2 R Markdown

2.1 Source

The source for this file is https://raw.githubusercontent.com/cjgeyer/Orientation2018/master/01-rmarkdown.Rmd.

To fully understand it you have to compare what you see here (output) to the the source. So open the source in another tab in your browser.

2.2 What is It, and Why do I Want It?

2.2.1 What is It?

R markdown is the latest in a long line of R packages that provide

and

using R.

It allows you to mix R code that is executed in the production of the document with a document. Of course plain code with comments goes a little way to explaining code, but literate programming is much better.

R markdown can be converted to output formats other than HTML. Among these are PDF, Microsoft Word, and e-book formats. Other output formats are explained in the Rmarkdown documentation.

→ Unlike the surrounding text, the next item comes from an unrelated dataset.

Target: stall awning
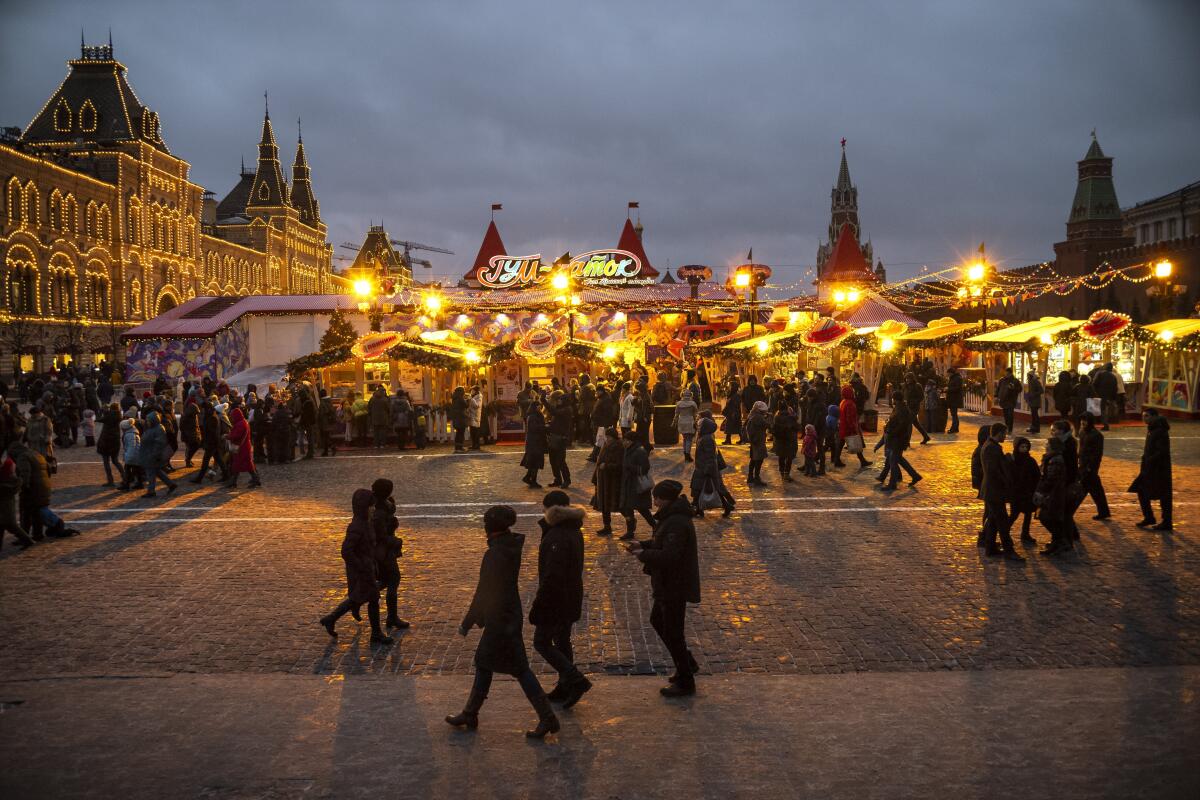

2.2.2 Newbie Data Analysis

The way most newbies use R or any other statistical package is to dive right in

  • typing commands into R,

  • typing commands into a file and cut-and-pasting them into R, or

  • using RStudio.

None of these actually document what was done because commands get edited a lot.

If you are in the habit of saving your workspace when you leave R or RStudio, can you explain exactly how every R object in there was created? Starting from raw data? Probably not.

If you work this way, you are never an “expert” even if you have 50 years experience. You are also not doing reproducible research.

2.2.3 Expert Data Analysis

The way experts use plain R is to type commands into a file, say foo.R and use

R CMD BATCH --vanilla foo.R

to run R (from the operating system command line) to do the analysis.

There are several ways experts use literate programming with R. Type commands with explanations into an R Markdown file, and render it in a clean R environment (empty global environment). Either start R with a clean global environment via

R --vanilla

and do

library(rmarkdown)
render("foo.Rmd")

or start RStudio with a clean global environment (on the “Tools” menu, select “Global Options” and uncheck “Restore .RData into workspace at startup”, then close and restart) load the R Markdown file and click “Knit”.

Or use an older competitor of R Markdown, such as R function Sweave or R package knitr.

The important thing is using a clean R environment so all calculations are fully reproducible. Same results every time the analysis is rerun by you or by anybody, anywhere, on any computer that has R.

That’s (the computing part of) reproducible research!

2.2.4 No Snarf and Barf

Snarf and barf is a colorful hacker term for cut and paste.

When doing reproducible research you must never snarf and barf. It will inevitably get out of date so snarf-and-barfed output does not match the code in the document that purportedly produces it.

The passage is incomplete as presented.